Srinivas Narayana




alephtwo AT csail DOT mit DOT edu




Prior Research Experiences

I've worked on research and class projects at Princeton, and interned at Microsoft (Redmond, Washington), Google (Mountain View, California) and IBM research (Bangalore, India). I briefly describe those projects below in reverse chronological order.

Programmable network path queries

Understanding the spatial flow of traffic in a network is very beneficial for control and troubleshooting tasks. Some examples include measuring an ingress-egress traffic matrix for ISP traffic engineering, identifying source-sink flows traversing a congested (or faulty) link, and determining reachability violations after packets have been rewritten via NAT. There is no general and accurate way to perform these kinds of measurements today, as current approaches are fraught with complexities such as conflating link-level measurements with packet forwarding policy, making sense of potentially large traffic shifts---as topology and forwarding policies change---in any given measurement epoch, and inaccuracies of indirect measurements in the presence of non-invertible packet forwarding policies. Software-defined networking (SDN) offers a promising foundation to help solve this problem: a query system running on an SDN controller can directly know the existing packet forwarding policy, track changes to this policy, as well as modify it (e.g., introduce state on packets transparently) to make direct measurements of traffic possible in a general way. In this work, I'm building a measurement stack on the Pyretic SDN controller that provides a query interface for path queries, through which an application can query aggregated statistics or even single packets that satisfy packet path expressions. A query run-time system generates and tracks the Openflow rules that conflate independently-specified forwarding policy and measurement queries.

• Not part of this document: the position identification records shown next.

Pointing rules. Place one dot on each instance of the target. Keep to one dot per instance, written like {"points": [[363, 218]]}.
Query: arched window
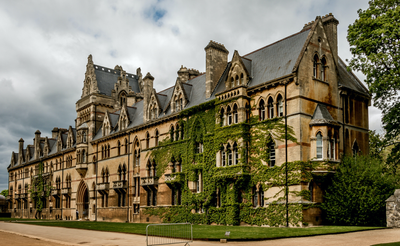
{"points": [[270, 108], [177, 132], [280, 105], [319, 145], [271, 148], [229, 153], [222, 117], [355, 148], [315, 66], [235, 154], [83, 156], [171, 133], [235, 114], [261, 110], [126, 146], [156, 138], [147, 140], [323, 69], [229, 113], [119, 148]]}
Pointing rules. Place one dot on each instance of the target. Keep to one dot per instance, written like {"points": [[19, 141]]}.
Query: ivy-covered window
{"points": [[280, 106], [147, 140], [229, 153], [271, 148], [229, 114], [315, 66], [171, 133], [222, 117], [261, 110], [355, 148], [235, 154], [119, 148], [319, 145], [156, 138], [177, 132], [270, 108], [235, 114], [323, 69]]}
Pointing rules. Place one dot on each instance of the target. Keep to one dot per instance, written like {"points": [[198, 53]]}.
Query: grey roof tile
{"points": [[106, 79], [349, 80], [276, 60]]}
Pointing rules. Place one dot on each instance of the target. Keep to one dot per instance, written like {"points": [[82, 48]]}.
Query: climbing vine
{"points": [[234, 184]]}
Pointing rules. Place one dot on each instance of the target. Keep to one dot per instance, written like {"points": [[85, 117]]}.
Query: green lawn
{"points": [[204, 231], [388, 244]]}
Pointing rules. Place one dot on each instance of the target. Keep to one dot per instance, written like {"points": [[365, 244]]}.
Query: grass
{"points": [[205, 231], [388, 244]]}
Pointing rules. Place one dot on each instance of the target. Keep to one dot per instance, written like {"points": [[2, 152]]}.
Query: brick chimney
{"points": [[216, 61], [147, 89]]}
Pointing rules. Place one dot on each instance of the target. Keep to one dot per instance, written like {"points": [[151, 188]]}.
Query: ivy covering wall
{"points": [[235, 182]]}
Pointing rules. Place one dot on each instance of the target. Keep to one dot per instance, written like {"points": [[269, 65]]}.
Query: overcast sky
{"points": [[45, 44]]}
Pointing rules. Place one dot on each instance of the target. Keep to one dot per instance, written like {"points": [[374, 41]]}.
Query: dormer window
{"points": [[323, 69], [315, 66]]}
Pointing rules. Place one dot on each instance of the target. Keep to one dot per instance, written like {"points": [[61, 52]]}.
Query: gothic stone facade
{"points": [[111, 165]]}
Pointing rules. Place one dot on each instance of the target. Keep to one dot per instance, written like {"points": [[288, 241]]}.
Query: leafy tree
{"points": [[39, 191], [358, 192], [4, 192], [375, 44]]}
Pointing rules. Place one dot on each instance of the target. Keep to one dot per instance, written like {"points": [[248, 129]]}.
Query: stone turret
{"points": [[147, 89], [216, 61], [37, 145], [330, 26], [21, 151]]}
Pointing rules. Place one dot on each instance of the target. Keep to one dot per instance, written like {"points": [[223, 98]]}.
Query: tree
{"points": [[39, 191], [358, 192], [375, 44], [4, 193]]}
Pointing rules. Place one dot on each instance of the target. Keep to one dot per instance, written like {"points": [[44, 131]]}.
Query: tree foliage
{"points": [[358, 192], [375, 44], [4, 192]]}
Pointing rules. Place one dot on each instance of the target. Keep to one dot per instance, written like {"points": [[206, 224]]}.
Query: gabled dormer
{"points": [[106, 128], [13, 159], [179, 97], [238, 73], [70, 138], [90, 82], [154, 109], [123, 120], [46, 147]]}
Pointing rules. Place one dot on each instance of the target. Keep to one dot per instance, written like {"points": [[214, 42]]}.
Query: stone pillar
{"points": [[393, 210]]}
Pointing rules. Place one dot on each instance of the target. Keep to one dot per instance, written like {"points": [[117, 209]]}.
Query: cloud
{"points": [[44, 48]]}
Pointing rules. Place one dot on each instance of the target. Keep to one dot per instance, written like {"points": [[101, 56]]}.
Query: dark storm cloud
{"points": [[45, 44]]}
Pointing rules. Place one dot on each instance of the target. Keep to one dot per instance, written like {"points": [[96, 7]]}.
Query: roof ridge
{"points": [[275, 42]]}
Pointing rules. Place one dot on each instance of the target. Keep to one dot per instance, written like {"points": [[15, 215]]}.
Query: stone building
{"points": [[208, 149]]}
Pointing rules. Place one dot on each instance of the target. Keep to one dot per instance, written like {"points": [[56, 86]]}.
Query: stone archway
{"points": [[82, 202]]}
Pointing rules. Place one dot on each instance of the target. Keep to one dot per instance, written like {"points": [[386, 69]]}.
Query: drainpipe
{"points": [[286, 159], [95, 191], [127, 192]]}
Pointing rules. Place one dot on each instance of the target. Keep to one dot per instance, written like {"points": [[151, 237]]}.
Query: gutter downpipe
{"points": [[286, 160]]}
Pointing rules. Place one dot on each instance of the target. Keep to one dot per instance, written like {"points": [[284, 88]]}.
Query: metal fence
{"points": [[173, 233]]}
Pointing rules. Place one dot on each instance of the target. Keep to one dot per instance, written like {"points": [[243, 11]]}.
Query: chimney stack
{"points": [[216, 61]]}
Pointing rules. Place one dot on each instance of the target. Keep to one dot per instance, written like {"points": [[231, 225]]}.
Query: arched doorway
{"points": [[83, 201]]}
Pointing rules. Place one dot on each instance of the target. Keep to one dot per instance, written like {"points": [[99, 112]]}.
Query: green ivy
{"points": [[199, 125]]}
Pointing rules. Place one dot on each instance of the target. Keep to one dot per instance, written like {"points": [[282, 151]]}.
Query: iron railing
{"points": [[169, 233]]}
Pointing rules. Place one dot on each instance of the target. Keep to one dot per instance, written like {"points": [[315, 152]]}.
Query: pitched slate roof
{"points": [[349, 80], [107, 77], [276, 60], [322, 116]]}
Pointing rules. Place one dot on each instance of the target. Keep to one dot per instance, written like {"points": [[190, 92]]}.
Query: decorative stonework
{"points": [[393, 210]]}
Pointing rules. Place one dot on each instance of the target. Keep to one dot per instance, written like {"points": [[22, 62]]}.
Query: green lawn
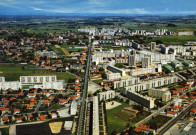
{"points": [[54, 107], [4, 131], [115, 123], [118, 121], [158, 121], [56, 50], [12, 72]]}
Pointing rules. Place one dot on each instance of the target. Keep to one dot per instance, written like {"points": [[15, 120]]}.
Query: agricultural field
{"points": [[12, 72]]}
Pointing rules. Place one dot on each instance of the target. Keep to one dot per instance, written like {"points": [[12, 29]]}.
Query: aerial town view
{"points": [[95, 67]]}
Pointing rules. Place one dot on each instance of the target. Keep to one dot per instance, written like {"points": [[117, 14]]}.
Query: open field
{"points": [[42, 128], [116, 123], [157, 121], [118, 120], [4, 131], [12, 72], [123, 115]]}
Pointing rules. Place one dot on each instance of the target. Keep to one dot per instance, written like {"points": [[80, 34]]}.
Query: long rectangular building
{"points": [[38, 79], [149, 84], [125, 82], [116, 70], [147, 102]]}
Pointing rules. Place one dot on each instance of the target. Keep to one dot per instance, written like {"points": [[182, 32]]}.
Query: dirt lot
{"points": [[42, 128]]}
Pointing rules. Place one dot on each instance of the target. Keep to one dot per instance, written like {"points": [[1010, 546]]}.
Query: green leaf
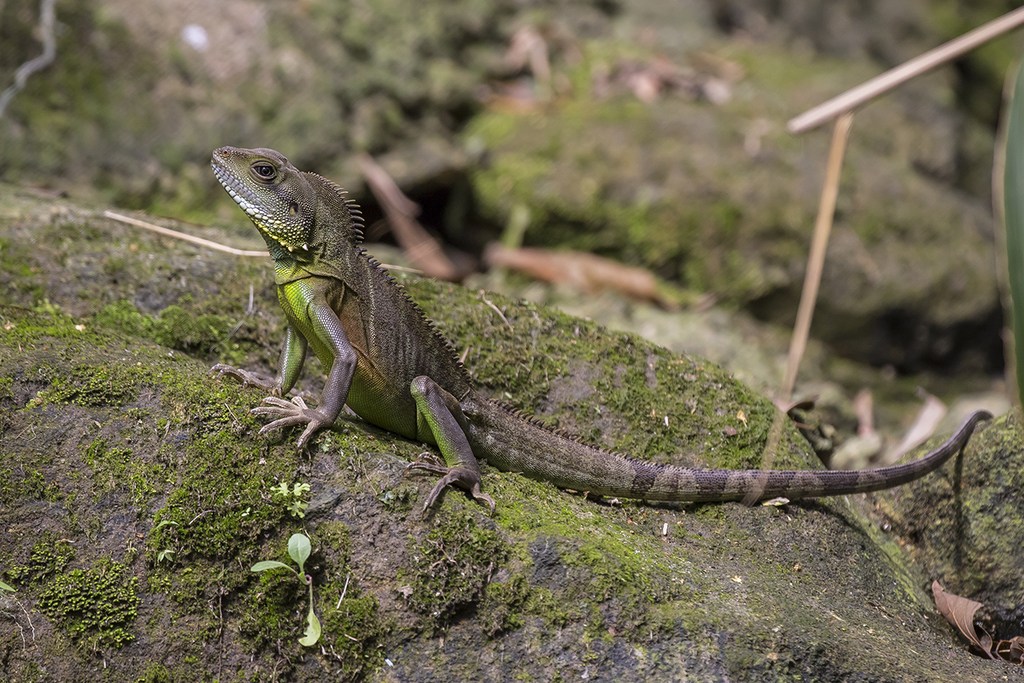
{"points": [[270, 564], [299, 549], [312, 627], [1013, 179]]}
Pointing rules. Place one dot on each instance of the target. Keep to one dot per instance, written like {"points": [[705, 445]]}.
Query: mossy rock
{"points": [[554, 586], [721, 199]]}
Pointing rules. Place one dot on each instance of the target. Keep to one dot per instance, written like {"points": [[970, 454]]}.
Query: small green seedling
{"points": [[293, 497], [299, 550], [167, 554]]}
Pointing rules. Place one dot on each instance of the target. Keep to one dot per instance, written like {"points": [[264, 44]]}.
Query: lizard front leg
{"points": [[293, 353], [438, 412], [330, 332]]}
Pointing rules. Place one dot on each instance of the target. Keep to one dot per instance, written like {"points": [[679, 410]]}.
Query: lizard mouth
{"points": [[242, 195]]}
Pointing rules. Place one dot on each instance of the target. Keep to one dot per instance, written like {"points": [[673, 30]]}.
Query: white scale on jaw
{"points": [[251, 209]]}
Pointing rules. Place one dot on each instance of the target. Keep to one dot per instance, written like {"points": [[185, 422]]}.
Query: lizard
{"points": [[395, 370]]}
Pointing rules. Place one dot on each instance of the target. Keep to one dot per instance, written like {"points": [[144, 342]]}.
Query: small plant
{"points": [[299, 550], [293, 498], [167, 554]]}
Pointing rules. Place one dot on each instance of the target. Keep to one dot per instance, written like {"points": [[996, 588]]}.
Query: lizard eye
{"points": [[264, 170]]}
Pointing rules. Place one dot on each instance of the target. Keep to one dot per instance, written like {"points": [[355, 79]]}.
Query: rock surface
{"points": [[135, 498]]}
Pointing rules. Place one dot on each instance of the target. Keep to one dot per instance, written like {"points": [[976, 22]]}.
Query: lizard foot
{"points": [[465, 478], [289, 413], [247, 378]]}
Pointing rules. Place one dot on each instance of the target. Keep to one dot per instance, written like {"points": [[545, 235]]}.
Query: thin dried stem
{"points": [[815, 262], [854, 97]]}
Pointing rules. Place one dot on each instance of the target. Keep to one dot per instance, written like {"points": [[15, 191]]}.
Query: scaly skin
{"points": [[395, 371]]}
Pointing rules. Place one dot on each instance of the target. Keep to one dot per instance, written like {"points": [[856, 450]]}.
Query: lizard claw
{"points": [[290, 413], [465, 478]]}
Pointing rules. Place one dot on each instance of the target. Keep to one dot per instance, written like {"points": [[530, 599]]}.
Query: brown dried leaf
{"points": [[925, 422], [1012, 650], [960, 611]]}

Detecting application-level denial of service attacks in Microsoft's Azure cloud network

Denial of service attacks cause significant downtime and financial damage to operational networks and services. Such attacks increasingly target application-specific resources like thread pools, server compute resources, and others. Detecting these attacks is challenging because they don't have an obviously discernible signature on the network---even if every packet is inspected, the impact is often experienced only on application-specific resources. At this internship, we used endpoint information in the form of TCP connection parameters (bytes sent/received, number of timeouts, etc.) and Windows performance counters (CPU utilization, memory pool parameters, etc.) to detect attack scenarios, as well as specific connections that are attacking. We trained a classifier that detected these attacks with high accuracy in controlled environments.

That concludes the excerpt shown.